A study that includes twins finds that the risk of hip fracture was significantly increased following a diagnosis of cardiovascular disease (CVD), with analysis also suggesting a genetic predisposition to the development of CVD and fractures, according to a study in the October 21 issue of JAMA.
CVD and osteoporosis, which are common in elderly individuals, have been regarded as independent age-related disorders. Research has suggested that there may be common mechanisms that cause these diseases. Stroke is a well-documented risk factor for hip fracture, but it is uncertain whether other CVDs may increase the risk of future hip fracture, according to background information in the article. “It is also unknown whether the risk for hip fracture differs depending on CVD diagnosis and sex, as well as whether the risk reflects lifestyle and individual environmental influences or genetic constitution,” the authors write.
Ulf Sennerby, M.D., of Uppsala University, Uppsala, Sweden, and colleagues used information from 31,936 twins in the Swedish Twin Registry to investigate the association between cardiovascular events and future hip fracture risk and to examine to what extent the relation was attributable to genes or associated with other lifestyle factors.
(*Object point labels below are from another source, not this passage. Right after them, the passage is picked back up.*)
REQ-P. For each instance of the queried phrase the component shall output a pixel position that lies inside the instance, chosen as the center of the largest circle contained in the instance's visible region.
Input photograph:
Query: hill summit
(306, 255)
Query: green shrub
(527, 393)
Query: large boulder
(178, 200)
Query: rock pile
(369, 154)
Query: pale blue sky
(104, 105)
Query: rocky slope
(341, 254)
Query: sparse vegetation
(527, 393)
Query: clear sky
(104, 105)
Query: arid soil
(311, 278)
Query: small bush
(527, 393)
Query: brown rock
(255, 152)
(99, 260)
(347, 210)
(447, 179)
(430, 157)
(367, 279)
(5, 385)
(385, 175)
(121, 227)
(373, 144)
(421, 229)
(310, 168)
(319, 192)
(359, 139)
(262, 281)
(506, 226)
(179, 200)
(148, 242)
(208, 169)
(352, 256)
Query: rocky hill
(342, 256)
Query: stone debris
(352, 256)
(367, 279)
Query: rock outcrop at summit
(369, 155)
The researchers note that a study that includes twins provides a framework for an ordinary group analysis while simultaneously examining whether the relation between cardiovascular events and hip fracture is explained by genetic and early environmental factors. The twins, born from 1914-1944, were followed up from the age of 50 years. The National Patient Registry identified twins with CVD and fractures from 1964 through 2005.
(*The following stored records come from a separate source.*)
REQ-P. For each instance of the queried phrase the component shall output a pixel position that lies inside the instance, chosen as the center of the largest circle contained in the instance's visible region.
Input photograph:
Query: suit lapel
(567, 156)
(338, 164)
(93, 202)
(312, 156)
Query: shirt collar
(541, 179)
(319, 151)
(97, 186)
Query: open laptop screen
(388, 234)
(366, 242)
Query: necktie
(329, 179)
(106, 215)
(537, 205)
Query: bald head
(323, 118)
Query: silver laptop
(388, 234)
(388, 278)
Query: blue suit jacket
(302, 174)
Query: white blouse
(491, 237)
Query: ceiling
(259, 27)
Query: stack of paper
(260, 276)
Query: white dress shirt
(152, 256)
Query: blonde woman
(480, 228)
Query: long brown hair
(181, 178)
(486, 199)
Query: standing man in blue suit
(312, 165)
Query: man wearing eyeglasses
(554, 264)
The researchers found that the crude absolute rate of hip fractures was highest after a diagnosis of heart failure or stroke, compared to after a diagnosis of peripheral atherosclerosis or ischemic heart disease and lowest for those without a CVD diagnosis. In comparison with individuals without CVD, patients with heart failure had about a 4-fold increased rate of hip fracture and individuals with a stroke had 5 times the risk. The elevated hip fracture rate was also present after ischemic stroke, hemorrhagic stroke, peripheral atherosclerosis and ischemic heart disease.
“Identical twins without heart failure and stroke also had, after their co-twins had been exposed to these respective diseases, an increased rate of hip fracture,” the authors write. These sibling twins who were considered to be “pseudoexposed” (i.e., the twin without CVD was considered to be “pseudoexposed” to having CVD based of their co-twin having a CVD event) for heart failure had a 3.7-fold increased risk for hip fracture; pseudoexposure for stroke had a 2.3 times higher risk of hip fracture.
“An increased hip fracture risk for the pseudoexposure in the co-twin analyses, particularly in identical twins, is an indication that genes predispose to the development of CVD and fractures. Most of the overall increased rate of hip fracture after heart failure (and part of the increased risk after stroke) appears to be explained by genes or by early environmental sharing (i.e., not individual lifestyle habits or other individual-specific environmental factors),” the researchers write.
“Clinicians should be aware of the considerably increased rate of hip fracture in both sexes, especially after a recent hospitalization for CVD. Genetic predisposition is probably a major determinant of the excess fracture rate,” the authors conclude.